The overlapping boards of the house soaking up the paint, while their overlapping loves, hers for Judith and Judith’s for her, soaked up one another with their eyes. Brush on the white — innocent as their hands that loved to glide and glided to love all parts of each other, pure as that. Then the house, theirs, completely painted, proud of itself.
Contentment.
Any evening.
Dinner on a table on the porch. And afterward, side to side on the steps, hand-holding, sharing the sense of greater intimacy that came when darkness combined with their isolation. Together. Listening to the sounds of night creatures, venturing, calling out to mates. Perhaps a dog, a collie or retriever, at their feet. Its ears and head suddenly up, aroused by a far-off fragment of a bark. The dog leaving them for adventures, disappearing into the darkness. Returning with its lower legs and the fur of its underbody wet from the dampness of tall grass.
Home rule: they could kiss whenever they wanted. Nobody hurt.
Peter Javakian foresaw a delivery room.
Hospital white, intensely lighted, an odor reassuringly antiseptic. How many nurses? Three — to attend to his Amy who was on the table.
Amy’s hair entirely contained, out of sight, in a white headpiece, a white gown from her chin down, and a white sheet propped tentlike over her lower half, prevented her from realizing how awkwardly she was exposed.

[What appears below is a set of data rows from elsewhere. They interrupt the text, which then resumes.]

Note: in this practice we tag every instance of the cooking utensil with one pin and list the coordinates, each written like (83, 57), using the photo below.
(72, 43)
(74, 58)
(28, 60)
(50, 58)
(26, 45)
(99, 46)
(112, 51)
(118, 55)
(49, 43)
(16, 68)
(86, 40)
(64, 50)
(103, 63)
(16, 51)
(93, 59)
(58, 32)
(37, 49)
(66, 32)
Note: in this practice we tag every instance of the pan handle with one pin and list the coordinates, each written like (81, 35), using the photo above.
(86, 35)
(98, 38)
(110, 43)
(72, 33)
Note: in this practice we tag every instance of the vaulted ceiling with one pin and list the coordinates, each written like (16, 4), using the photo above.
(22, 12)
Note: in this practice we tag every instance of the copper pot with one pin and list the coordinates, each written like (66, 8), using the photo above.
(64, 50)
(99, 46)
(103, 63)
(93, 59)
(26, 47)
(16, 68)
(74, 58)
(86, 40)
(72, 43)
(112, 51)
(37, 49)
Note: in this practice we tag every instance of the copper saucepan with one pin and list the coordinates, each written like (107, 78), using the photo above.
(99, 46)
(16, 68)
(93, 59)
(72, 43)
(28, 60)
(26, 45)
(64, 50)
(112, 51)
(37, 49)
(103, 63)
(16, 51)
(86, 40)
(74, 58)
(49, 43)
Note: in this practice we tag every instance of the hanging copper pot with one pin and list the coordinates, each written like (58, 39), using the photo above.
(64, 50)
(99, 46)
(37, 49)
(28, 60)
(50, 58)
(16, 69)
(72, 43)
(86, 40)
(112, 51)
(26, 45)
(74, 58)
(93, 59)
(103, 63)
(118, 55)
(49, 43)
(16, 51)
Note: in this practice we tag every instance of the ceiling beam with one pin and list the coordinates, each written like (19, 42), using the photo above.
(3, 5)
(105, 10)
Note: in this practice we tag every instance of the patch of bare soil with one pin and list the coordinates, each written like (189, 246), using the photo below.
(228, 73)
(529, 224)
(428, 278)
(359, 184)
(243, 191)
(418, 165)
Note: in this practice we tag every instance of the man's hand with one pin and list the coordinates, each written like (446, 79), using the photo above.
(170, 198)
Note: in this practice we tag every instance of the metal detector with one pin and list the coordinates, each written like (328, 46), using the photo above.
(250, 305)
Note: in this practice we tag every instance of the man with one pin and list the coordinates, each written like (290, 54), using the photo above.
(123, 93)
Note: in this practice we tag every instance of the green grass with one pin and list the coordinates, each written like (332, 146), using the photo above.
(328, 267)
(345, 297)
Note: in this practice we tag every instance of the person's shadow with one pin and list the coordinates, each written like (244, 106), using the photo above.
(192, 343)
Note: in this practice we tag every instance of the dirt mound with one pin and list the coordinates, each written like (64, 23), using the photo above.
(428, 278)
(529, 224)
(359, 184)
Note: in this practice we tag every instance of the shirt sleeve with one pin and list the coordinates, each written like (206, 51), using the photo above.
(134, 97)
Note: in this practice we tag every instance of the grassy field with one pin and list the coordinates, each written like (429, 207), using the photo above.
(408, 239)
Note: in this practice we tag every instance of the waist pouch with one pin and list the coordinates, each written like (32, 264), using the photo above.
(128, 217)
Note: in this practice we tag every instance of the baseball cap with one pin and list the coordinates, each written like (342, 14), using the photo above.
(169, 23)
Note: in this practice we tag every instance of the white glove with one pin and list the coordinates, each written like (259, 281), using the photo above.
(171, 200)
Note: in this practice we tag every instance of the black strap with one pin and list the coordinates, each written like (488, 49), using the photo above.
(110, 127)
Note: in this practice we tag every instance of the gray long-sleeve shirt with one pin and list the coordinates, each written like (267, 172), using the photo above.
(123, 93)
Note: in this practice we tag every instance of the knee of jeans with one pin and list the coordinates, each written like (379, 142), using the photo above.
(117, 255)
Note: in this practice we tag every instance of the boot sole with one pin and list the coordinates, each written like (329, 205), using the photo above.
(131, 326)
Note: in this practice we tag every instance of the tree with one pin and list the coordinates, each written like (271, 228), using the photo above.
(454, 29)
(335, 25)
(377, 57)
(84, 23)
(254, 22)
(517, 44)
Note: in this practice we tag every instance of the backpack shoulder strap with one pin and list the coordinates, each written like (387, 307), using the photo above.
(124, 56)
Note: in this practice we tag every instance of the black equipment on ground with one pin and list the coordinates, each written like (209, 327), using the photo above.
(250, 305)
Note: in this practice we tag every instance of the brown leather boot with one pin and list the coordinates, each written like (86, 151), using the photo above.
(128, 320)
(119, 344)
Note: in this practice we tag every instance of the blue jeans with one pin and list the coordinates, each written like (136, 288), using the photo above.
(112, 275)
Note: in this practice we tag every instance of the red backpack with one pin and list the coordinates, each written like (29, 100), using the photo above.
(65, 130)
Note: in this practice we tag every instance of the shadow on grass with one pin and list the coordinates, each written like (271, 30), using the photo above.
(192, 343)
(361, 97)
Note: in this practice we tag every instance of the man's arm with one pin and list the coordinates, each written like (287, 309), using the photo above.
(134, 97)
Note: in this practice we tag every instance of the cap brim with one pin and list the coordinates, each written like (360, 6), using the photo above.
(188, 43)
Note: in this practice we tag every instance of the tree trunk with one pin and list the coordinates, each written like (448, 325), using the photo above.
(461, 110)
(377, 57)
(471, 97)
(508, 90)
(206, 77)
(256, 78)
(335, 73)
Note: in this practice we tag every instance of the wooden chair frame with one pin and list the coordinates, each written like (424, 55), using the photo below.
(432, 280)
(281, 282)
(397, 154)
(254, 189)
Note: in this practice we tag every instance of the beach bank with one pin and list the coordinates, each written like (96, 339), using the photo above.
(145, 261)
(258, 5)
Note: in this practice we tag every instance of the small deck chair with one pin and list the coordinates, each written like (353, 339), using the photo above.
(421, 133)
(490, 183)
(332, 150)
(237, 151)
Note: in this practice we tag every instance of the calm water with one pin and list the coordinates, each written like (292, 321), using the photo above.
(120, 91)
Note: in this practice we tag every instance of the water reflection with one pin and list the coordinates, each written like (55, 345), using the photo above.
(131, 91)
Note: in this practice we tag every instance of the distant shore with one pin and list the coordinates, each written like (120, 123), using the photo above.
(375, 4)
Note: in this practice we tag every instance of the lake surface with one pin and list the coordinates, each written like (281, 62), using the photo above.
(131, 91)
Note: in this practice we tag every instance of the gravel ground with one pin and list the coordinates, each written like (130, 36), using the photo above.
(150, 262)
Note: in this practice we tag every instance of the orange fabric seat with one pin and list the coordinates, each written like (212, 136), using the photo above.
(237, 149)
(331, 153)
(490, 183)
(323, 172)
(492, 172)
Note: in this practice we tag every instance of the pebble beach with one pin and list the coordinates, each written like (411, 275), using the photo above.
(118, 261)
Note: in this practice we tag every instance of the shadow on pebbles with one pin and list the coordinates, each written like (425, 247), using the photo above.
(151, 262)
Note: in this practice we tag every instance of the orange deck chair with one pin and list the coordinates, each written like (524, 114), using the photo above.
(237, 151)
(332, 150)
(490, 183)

Amy’s face seemed so tiny amidst all the white. Her eyes on the two doctors at the foot of the table. She closed her eyes, and when she opened them was looking straight up at him.
He was allowed there. As much as possible — really impossible — to share the experience. He felt he was more responsible than a part of it, responsible for the pain that alternately ashened and reddened her face. He wished his love for her could serve as an anesthetic. In the moments between the pains she seemed amazed at herself, the incredible, natural thing she was doing. One nurse wiped the perspiration from her forehead and from above her lip, but more beads immediately appeared.
He felt helpless.
Everyone, except Amy, wearing a white mask covering their mouth and nose.
The routine competency of the nurses, skill of the doctors. Very little talk. One of the doctors, the one in charge, winked at him to put him at ease. It didn’t.